The original blog can be found here. If you have any tips or advice that you would like to share, or you have any questions, leave a comment down below.

Finding my way around Shenzhen – Part One

I have spent the last month au pairing and studying in Shenzhen, China through a LoPair programme. I have had some incredible experiences, and have been documenting my journey through the LoPair blog. LoPair is an established au pair agency with an extensive track record on au pair placements, arrival orientations and support care. If you are interested in finding out more about the company, go here.


 

The art of using chopsticks: like all things in China, it requires focus, speed and precision.

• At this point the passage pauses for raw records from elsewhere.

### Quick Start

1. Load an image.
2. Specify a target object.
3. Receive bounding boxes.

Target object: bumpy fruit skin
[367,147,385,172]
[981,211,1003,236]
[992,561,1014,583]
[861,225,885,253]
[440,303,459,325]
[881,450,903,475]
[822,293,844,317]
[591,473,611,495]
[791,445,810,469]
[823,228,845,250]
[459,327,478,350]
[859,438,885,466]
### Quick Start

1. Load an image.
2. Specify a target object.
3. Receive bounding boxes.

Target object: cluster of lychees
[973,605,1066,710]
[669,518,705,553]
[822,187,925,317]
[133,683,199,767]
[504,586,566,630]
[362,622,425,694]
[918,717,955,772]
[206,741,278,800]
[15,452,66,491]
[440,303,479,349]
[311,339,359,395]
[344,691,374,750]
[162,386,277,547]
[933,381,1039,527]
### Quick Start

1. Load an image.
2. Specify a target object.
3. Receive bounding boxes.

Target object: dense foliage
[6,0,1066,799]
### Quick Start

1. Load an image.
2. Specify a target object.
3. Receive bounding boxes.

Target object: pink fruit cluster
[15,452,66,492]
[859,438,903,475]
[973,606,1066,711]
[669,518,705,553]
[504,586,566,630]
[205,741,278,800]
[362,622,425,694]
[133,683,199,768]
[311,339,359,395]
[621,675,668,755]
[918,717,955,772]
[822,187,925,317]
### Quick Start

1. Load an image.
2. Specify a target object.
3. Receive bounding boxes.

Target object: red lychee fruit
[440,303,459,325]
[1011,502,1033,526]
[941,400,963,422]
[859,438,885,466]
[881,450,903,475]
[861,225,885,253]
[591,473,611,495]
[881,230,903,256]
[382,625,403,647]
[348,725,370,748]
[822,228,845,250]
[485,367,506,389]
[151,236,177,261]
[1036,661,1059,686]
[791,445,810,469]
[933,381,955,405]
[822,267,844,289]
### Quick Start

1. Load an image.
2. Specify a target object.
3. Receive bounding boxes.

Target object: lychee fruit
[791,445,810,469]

It is something I have been getting used to these past few weeks, and like the hustle and bustle of the city, it is slowly becoming a second nature to me.

My experience in the Middle Kingdom has been stimulating to say the least.

From traversing the subway system to tackling testy VPN connections, Shenzhen has not been without its challenges, but like most trials, it has also borne some satisfying ends.

Despite not being particularly known for their warm hospitality worldwide, the people in China have been among the friendliest that I have come across. When you walk around the city, the only danger you face is the traffic (or getting lost!) and the weather is a warm welcome, and a fine departure from the cold drizzle commonly found in Britain.

You are taken in by the vibrance and stir of the city, and by the aroma of street markets and restaurants. The city is young and fresh, and in this moment, you are one of its makers.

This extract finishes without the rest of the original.